"This certainly falls in the category of pretty much a worst case scenario."

The storm, which is expected to make landfall late on Friday or early on Saturday, is about 160km southeast of the city of Galveston and is on course to pass directly over Houston - the fourth-largest city in the US.

Thousands flee

Ports were closed and the US Coast Guard said a ship with 22 people aboard was stranded without power 145 km off the US coast.

Hurricane Ike comes in the midst of a heavy storm season [AFP]
Hundreds of thousands have fled Galveston and low-lying areas under mandatory evacuation orders.

Al Jazeera's Mike Kirsch in Texas said the storm was expected to affect 400km of the southern US coastline.

The authorities have urged those remaining to move before Ike's winds begin to make car travel dangerous.

In central Houston, around 80km inland from Galveston, businesses closed and windows were boarded up.

"Officials in Galveston say the main road [inland] has been cut off by water ... Officials are getting everyone inside, ready for the moment of truth," Kirsch said.

George Bush, the US president, said he was "deeply concerned" about the storm and for those in Texas, his home state.
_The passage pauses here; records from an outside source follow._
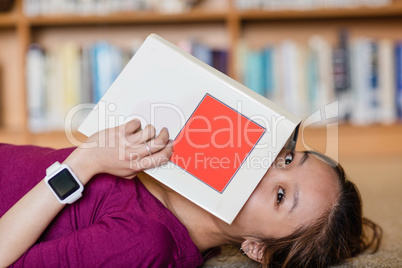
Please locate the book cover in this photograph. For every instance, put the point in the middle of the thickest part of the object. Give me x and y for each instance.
(226, 136)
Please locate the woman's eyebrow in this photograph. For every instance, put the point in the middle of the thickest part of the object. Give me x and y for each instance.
(303, 158)
(295, 199)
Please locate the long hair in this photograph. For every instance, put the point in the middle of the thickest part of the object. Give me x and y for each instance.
(340, 233)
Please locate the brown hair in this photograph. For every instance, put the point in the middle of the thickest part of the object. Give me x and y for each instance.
(342, 232)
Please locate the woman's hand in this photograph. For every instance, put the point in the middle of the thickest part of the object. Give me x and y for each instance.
(121, 151)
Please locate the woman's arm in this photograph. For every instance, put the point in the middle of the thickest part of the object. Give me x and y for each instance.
(119, 151)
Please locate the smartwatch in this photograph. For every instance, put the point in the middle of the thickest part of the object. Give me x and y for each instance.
(63, 183)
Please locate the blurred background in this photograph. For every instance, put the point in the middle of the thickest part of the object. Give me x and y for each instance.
(336, 60)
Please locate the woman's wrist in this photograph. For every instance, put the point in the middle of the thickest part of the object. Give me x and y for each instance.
(82, 164)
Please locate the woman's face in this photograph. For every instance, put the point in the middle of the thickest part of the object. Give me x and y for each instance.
(297, 188)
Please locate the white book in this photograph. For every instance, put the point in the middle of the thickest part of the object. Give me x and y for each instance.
(226, 136)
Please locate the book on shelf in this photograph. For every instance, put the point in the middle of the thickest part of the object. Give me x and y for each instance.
(398, 67)
(36, 96)
(307, 4)
(225, 135)
(361, 74)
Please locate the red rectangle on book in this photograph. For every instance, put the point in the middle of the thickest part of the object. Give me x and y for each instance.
(214, 142)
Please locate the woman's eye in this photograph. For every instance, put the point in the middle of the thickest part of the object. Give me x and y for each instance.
(280, 195)
(289, 158)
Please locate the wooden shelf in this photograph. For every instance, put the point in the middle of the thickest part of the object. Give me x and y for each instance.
(353, 141)
(394, 10)
(128, 18)
(20, 30)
The storm was also expected to cause further disruption to the oil industry, with refineries in Texas directly in Ike's path.

"Close to 20 per cent of the US refining capability could be lost for a long period of time," said Jim Rouiller, a meteorologist at Planalytics, a private weather forecaster.

Ike comes in the midst of a heavy storm season in the US and Caribbean and just 10 days after hurricane Gustav struck the US coast.

The hurricane has already battered the Caribbean, causing at least four deaths in Cuba, where over one million people were evacuated.